Add a lint rule to catch regressions before they reach staging: configure eslint-plugin-n’s n/no-unsupported-features/node-builtins alongside a custom rule (or a simple grep in a pre-commit hook) that flags any .pipe( call with more than one stream in the chain:

# pre-commit hook: fail if a multi-stage .pipe() chain
# is added without a corresponding pipeline() import
git diff --cached -U0 -- '*.js' | \
  grep -E '\.pipe\(.*\)\.pipe\(' && \
  echo "Use stream.pipeline() for multi-stage chains" && \
  exit 1
exit 0

For runtime monitoring, alert when a Node.js process’s rss (from process.memoryUsage(), exported via your metrics agent) grows by more than 10% over a rolling 15-minute window with no corresponding increase in request volume — this is the signature of accumulating dangling buffers from unclosed stream chains rather than expected traffic-driven growth.

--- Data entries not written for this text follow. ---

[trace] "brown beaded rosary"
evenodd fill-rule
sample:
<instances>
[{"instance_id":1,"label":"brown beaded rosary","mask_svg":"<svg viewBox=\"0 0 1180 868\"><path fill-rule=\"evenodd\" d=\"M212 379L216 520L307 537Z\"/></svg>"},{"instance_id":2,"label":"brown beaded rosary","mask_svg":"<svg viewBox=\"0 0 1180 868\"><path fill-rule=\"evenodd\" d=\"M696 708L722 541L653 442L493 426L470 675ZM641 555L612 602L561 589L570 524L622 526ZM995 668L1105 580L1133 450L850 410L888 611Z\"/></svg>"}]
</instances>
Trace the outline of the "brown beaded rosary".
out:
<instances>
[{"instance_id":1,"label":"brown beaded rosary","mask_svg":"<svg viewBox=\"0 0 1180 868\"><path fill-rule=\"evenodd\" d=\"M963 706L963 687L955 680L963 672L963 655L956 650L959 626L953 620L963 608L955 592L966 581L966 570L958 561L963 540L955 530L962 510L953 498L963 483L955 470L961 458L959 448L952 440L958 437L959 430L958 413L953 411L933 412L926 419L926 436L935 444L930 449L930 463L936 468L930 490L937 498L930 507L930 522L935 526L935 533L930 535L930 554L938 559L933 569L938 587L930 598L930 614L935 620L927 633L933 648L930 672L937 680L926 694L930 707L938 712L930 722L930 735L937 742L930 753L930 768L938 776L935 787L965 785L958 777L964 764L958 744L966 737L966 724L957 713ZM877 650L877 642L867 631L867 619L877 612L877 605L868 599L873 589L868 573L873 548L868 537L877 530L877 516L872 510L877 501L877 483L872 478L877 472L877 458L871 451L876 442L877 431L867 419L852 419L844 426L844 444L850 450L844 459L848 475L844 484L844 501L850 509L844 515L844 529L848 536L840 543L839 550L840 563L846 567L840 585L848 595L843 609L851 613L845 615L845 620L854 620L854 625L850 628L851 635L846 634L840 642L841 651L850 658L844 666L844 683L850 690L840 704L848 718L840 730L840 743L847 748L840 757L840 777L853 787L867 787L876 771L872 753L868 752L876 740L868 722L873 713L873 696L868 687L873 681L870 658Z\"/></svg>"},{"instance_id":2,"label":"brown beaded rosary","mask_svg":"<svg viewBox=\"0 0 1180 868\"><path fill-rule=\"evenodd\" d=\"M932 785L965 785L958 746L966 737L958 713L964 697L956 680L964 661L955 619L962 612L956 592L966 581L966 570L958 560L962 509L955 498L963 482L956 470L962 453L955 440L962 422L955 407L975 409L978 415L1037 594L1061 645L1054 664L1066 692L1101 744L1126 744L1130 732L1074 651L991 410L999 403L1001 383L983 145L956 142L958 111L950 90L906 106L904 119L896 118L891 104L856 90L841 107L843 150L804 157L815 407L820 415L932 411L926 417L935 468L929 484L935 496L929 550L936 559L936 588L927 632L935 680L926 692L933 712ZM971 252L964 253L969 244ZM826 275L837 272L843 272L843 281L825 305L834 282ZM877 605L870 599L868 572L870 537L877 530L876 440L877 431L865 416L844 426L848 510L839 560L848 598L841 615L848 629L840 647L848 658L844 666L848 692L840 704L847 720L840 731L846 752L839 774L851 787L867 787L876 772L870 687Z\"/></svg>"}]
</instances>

Frequently Asked Questions

Does pipeline() eliminate the need to handle backpressure manually?

No. Both .pipe() and pipeline() respect the same highWaterMark and drain/pause signalling internally — pipeline() is built on top of .pipe() plumbing, not a replacement for it. What pipeline() adds is guaranteed error propagation and cleanup across every stream in the chain; the actual backpressure mechanics are unchanged.

Can I mix pipe() and pipeline() in the same codebase safely?

Yes, but only where every .pipe() chain has explicit error listeners on each stream that call .destroy() on its neighbours. In practice that discipline is easy to lose during refactors, which is why most teams standardize on pipeline() for any chain with more than one stream, or any chain touching a file descriptor or socket.

Does stream/promises pipeline behave differently from the callback-based stream.pipeline()?

Functionally they are identical — the same destroy-on-error guarantee and the same backpressure handling. The node:stream/promises version returns a Promise instead of accepting a completion callback, which is preferable in async/await code because a rejected pipeline() promise cannot be silently forgotten the way an unchecked callback argument sometimes is.